22 June 2007

Collaboration and the Path to Extinction

The French Vichy, the Norwegian Quislings, and other collaborators learned an important lesson that environmentalists should have learned: it is not always good to legitimatize ourselves by working with those who have radically opposed values.

“The radical center” was all the rage a few years ago. Groups such as the Quivera Coalition, led by charismatic individuals such as Courtney White, helped popularize the movement among environmentalists. At the same time, there was a rush to form watershed committees – what Peter Lavigne called “the buzzword of the 90s” – where environmentalists, developers, and ranchers would link arms and go skipping happily down the path to Oz.

A little fish has just taught us another humble lesson in the perils of collaboration. Recently, the US Fish & Wildlife Service announced that Upper Missouri River Fluvial Arctic Grayling, aka Big Hole River grayling, are no longer a candidate for listing under the Endangered Species Act. The Arctic grayling is an elegant and beautiful relative of the trout; it has iridescent sides and a large sail-like dorsal fin marked with purple spots. Montana fluvial grayling once thrived throughout the upper Missouri River watershed above Great Falls. Today however, it survives only in a small segment of the upper Big Hole River—less than 5% of its original range.

Last year, Montana Fish, Wildlife & Parks grayling biologist James Magee estimated that there were approximately 1,000 adult Big Hole River grayling. This year, Magee would not even hazard a guess at how many might be left. Fred Allendorf of the Montana Conservation Genetics Laboratory in Missoula believes that 1,000 to 2,000 adult fish is the minimum threshold population needed to insure viability. This makes it likely that Big Hole River grayling are what fisheries biologist Robert Behnke calls a “ghost species”—organisms that, although present in small numbers, are for all practical purposes already extinct unless extraordinary restoration measures are taken.

Given this situation, the FWS decision has outraged environmentalists, biophiliacs, and anglers everywhere. Rightly so, given the way Bush appointees such as Julie MacDonald have bullied the agency into making political decisions that ignore good science. But many of us – environmentalist, biophiliacs, and anglers all – are complicit in the demise of grayling.

It all began in 1991, when the decidedly non-Quisling group known as the Center for Biological Diversity petitioned FWS to list the fluvial Arctic grayling throughout its historic range. When the agency decided in 1994 that a listing was “warranted but precluded,” this hit Big Hole ranchers like a brick between the eyes. Along with pressure to list the Big Hole as a “chronically dewatered stream” under Montana law, business as usual was itself an endangered species.

The ranchers appealed to then-governor Mark Racicot, the Republican Party politician who went on to manage the Bush re-election campaign. Racicot facilitated creation of the Big Hole Watershed Committee, a multi-stakeholder consensus-based group that included representatives from ranching, outfitting, local government, the tourist industry, and environmental groups such as Trout Unlimited and the Big Hole River Foundation.

At first, all went well. Environmentalists participated in and praised the watershed committee. The group made real strides regarding issues such as land use planning, invasive weed control, and a drought management plan. These all seemed like good things. Attention to fishery management helped postpone a grayling listing year by year, and it kept the environmental members from pushing for a listing.

But grayling were not at the table and neither were grayling-advocacy groups such as the Center for Biological Diversity and the Montana Wildlife Federation. These groups were explicitly excluded because there were “too radical” and “too environmentalist.” But without such advocates, grayling never had a voice. Or a chance.

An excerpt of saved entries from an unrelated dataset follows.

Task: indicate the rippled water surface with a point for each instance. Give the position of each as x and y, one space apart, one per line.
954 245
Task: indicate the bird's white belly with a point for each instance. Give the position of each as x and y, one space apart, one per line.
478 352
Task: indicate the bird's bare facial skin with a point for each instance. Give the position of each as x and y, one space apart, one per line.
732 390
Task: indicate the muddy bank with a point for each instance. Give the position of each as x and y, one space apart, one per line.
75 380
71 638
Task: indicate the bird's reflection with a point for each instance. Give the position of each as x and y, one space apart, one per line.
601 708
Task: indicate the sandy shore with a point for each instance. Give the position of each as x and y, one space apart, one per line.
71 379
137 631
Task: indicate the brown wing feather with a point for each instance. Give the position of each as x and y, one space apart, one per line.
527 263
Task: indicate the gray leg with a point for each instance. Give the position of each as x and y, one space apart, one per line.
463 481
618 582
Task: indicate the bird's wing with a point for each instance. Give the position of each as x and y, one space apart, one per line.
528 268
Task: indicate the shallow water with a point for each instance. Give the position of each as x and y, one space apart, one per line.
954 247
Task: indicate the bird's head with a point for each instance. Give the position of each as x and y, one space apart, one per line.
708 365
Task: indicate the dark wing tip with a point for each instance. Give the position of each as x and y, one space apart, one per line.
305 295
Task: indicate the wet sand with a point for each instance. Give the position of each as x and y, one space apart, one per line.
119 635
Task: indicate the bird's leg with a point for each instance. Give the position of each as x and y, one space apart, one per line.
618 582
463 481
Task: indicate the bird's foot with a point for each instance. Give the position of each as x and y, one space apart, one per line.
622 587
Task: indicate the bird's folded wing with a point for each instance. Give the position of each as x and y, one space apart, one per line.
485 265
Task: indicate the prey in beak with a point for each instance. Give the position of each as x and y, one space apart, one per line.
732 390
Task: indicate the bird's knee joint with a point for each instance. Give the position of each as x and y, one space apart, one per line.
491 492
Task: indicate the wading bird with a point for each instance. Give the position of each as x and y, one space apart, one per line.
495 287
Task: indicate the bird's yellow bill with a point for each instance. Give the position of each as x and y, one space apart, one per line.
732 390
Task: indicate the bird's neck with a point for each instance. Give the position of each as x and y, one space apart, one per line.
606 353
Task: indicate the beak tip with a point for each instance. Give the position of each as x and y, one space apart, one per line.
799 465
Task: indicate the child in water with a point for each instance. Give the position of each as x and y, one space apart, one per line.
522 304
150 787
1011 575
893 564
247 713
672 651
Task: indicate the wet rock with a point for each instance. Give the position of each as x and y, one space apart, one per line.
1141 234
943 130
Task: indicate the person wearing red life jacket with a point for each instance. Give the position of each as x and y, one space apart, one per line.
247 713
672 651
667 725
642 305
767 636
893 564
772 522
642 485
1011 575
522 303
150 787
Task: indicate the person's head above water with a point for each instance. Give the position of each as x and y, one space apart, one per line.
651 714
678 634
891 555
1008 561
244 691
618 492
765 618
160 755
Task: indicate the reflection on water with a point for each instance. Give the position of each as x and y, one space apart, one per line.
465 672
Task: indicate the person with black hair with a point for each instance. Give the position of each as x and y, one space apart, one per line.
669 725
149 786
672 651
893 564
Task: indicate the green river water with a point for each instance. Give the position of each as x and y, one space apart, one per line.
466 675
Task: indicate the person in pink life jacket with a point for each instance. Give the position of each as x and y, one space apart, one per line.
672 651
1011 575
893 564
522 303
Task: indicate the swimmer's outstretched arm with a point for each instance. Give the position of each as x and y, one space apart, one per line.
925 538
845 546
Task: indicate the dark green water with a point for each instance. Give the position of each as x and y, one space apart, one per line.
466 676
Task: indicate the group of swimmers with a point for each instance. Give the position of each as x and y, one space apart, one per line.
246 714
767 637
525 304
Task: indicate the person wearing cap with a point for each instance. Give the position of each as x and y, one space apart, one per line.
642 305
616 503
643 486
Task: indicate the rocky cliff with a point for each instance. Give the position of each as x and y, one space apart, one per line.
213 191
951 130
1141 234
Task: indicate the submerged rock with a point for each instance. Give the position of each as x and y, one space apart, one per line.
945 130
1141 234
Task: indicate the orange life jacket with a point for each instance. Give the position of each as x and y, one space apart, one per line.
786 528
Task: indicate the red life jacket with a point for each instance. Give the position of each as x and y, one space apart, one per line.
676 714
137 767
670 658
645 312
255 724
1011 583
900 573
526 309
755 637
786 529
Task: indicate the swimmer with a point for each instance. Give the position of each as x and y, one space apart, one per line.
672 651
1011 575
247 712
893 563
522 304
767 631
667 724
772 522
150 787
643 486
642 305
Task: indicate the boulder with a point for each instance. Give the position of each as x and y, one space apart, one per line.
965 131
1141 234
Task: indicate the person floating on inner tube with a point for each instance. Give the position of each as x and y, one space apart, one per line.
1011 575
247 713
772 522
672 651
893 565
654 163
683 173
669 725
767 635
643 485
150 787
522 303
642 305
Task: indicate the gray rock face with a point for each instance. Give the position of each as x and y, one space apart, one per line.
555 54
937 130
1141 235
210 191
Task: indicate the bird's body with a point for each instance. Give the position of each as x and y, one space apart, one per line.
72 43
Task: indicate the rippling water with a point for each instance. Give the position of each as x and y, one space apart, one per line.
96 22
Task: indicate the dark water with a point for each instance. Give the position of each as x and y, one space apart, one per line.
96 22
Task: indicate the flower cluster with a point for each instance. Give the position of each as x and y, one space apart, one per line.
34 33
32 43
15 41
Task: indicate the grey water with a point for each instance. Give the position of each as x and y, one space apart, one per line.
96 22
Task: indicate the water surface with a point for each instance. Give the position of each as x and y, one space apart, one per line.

Grayling continued to decline—despite or perhaps because of efforts by the watershed committee. Even the drought plan, which should have helped fish, did not. Fish need water that “belongs” to ranchers and fish populations decline sharply when flows slip below the lower inflection point for the wetted perimeter. Once flows drop below this level, the riverbed rapidly goes dry.

Like every decision made by the watershed committee, the drought plan was the product of political expediency and not science. Whereas the minimum wetted perimeter in a critical reach for grayling survival was 60 cubic feet per second, the plan allowed flows to slip to 20 cubic feet per second.

This, and other efforts for grayling recovery, were always “too little, too late.” Even now, with the FWS decision not to list, Big Hole Watershed Committee chair Randy Smith told a newspaper reporter, “With listing no longer imminent, ranchers will have more time to evaluate projects to ensure they’re the best for grayling.” Problem is, grayling have run out of time.